Дружеская атмосфера, возникшая между ними, при этих словах растворилась без следа.
«Значит, мы для него «твари», животные, — подумал Алехандро. — Однако ясно одно — убивать меня он не собирается. И то хорошо. Но что дальше? Какие у него планы относительно меня?»
— И если уж евреям суждено плодиться и размножаться, — закончил де Шальяк, — я предпочел бы, чтобы они были похожи на вас.
— То есть не выглядели и не вели себя как евреи?
— Чтобы они были людьми умными и здравомыслящими. Людьми, которые понимают мир и то, каким он должен быть.
— Мир должен быть лучше, — заметил Алехандро.
— Вы правы, коллега. Такое впечатление, будто мы все, и христиане, и евреи, игрушки в руках Сатаны, который со злобной радостью смотрит на нас с высоты. Я верю, что со временем это изменится… Однако продолжайте свой рассказ.
Преодолев снова охватившую его нерешительность, Алехандро так и сделал.
— После первой зимы мы отправились в Страсбург.
— О! — Де Шальяк грустно покачал головой. — Очень печально — то, что случилось там.

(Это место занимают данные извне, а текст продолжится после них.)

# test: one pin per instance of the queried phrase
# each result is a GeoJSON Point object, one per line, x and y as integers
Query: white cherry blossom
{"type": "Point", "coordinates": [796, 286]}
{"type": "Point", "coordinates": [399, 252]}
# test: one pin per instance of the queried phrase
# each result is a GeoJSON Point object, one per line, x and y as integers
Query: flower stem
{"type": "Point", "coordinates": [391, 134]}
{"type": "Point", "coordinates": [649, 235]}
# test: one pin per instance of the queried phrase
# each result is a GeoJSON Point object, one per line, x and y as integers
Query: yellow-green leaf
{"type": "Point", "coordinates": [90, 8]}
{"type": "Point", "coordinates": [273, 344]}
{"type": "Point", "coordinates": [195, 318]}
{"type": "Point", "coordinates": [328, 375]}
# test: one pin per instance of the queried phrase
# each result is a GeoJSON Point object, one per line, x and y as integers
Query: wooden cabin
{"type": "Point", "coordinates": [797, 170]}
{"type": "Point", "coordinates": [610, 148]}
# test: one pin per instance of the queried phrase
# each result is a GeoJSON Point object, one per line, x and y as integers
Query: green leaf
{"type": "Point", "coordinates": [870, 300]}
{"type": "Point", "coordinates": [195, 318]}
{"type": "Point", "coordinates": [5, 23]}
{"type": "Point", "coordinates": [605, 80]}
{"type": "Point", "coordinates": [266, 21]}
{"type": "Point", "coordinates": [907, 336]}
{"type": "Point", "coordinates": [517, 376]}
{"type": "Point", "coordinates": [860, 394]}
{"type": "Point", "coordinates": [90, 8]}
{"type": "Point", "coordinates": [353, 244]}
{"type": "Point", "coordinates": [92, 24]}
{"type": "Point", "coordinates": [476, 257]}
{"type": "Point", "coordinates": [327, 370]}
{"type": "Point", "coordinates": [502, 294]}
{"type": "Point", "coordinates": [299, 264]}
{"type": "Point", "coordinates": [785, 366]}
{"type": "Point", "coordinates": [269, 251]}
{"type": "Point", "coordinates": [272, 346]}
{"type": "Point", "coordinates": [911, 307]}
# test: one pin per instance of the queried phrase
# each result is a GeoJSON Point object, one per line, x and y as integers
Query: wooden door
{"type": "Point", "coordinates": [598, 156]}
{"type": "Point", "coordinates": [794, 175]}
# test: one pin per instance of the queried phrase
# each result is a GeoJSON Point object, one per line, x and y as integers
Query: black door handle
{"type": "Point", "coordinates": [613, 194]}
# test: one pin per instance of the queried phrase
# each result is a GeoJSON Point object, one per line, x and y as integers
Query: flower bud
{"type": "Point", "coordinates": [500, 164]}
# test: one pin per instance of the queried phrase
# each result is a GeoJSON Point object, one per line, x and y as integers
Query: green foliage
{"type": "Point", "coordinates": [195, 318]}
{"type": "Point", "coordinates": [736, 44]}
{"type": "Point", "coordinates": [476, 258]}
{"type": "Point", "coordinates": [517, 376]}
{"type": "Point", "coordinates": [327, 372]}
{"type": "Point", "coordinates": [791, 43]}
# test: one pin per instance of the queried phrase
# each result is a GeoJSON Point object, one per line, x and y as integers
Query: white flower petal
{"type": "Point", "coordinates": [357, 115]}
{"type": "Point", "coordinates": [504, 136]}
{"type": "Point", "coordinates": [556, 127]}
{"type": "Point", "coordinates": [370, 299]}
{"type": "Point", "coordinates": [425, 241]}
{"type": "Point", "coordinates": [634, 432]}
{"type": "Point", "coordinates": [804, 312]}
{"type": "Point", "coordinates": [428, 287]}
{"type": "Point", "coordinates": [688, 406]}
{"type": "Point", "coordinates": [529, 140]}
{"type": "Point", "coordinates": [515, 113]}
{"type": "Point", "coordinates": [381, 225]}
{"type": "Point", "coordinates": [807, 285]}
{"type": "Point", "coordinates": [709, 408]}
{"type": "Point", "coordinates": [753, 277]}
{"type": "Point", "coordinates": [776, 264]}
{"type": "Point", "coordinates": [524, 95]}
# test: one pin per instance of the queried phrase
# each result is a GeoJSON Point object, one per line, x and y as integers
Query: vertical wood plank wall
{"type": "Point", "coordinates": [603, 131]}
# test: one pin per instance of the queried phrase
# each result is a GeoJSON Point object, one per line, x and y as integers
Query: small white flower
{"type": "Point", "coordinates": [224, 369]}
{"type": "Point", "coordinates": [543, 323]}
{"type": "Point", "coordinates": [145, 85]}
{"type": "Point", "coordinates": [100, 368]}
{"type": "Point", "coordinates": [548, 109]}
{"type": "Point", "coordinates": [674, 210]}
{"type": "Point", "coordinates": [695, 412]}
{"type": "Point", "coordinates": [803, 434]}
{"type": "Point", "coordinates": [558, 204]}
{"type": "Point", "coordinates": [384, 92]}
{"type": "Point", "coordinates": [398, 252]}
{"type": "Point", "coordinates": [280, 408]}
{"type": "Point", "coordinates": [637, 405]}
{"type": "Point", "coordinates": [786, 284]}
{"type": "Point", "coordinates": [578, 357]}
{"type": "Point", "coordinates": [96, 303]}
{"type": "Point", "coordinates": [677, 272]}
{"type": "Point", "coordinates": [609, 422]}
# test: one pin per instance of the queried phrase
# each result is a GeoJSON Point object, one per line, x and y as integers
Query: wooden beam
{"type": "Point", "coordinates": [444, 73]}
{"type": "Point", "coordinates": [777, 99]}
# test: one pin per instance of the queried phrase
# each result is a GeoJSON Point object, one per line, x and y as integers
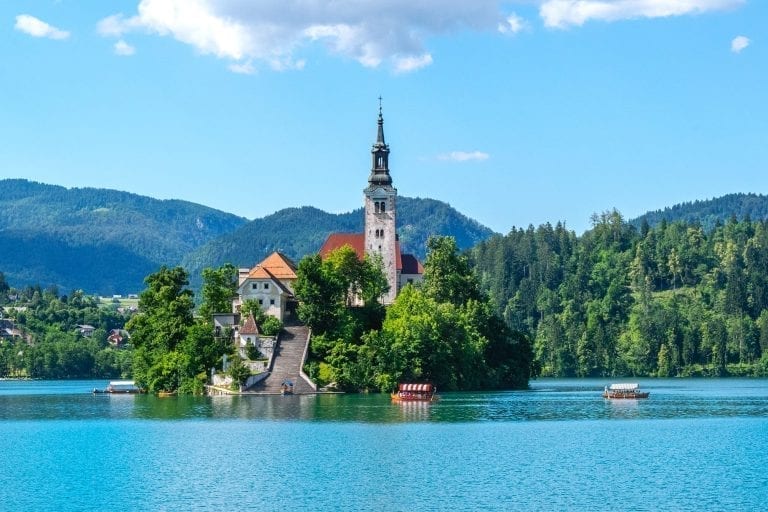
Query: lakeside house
{"type": "Point", "coordinates": [271, 282]}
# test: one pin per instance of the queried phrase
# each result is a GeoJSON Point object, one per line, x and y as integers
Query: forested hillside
{"type": "Point", "coordinates": [106, 241]}
{"type": "Point", "coordinates": [297, 232]}
{"type": "Point", "coordinates": [675, 299]}
{"type": "Point", "coordinates": [102, 241]}
{"type": "Point", "coordinates": [708, 213]}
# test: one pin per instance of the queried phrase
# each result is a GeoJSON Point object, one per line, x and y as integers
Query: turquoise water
{"type": "Point", "coordinates": [694, 445]}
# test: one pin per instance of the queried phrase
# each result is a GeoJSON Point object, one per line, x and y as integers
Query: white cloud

— Думаю, это еще мягко сказано. Помрачение ума, так будет вернее. Но как ни назови эту трагедию, оставаться там мы не могли. Отправились в Париж и некоторое время жили в Болоте среди евреев.
— Вы были здесь, в Париже?
Алехандро кивнул.
— А потом снова сбежали на север.
— Куда именно?
— Легче назвать место, где мы не были, — со вздохом ответил Алехандро. — Поселиться в какой-нибудь деревне и тем самым выдать себя мы никак не могли. Смотрите! Вот они мы, презренный еврей, сбежавший от английской принцессы, и незаконная дочь короля Эдуарда, похищенная по собственному настоянию у ее жестокого отца! У кого при виде такой пары возникло бы любое другое желание, кроме как получить за нас выкуп?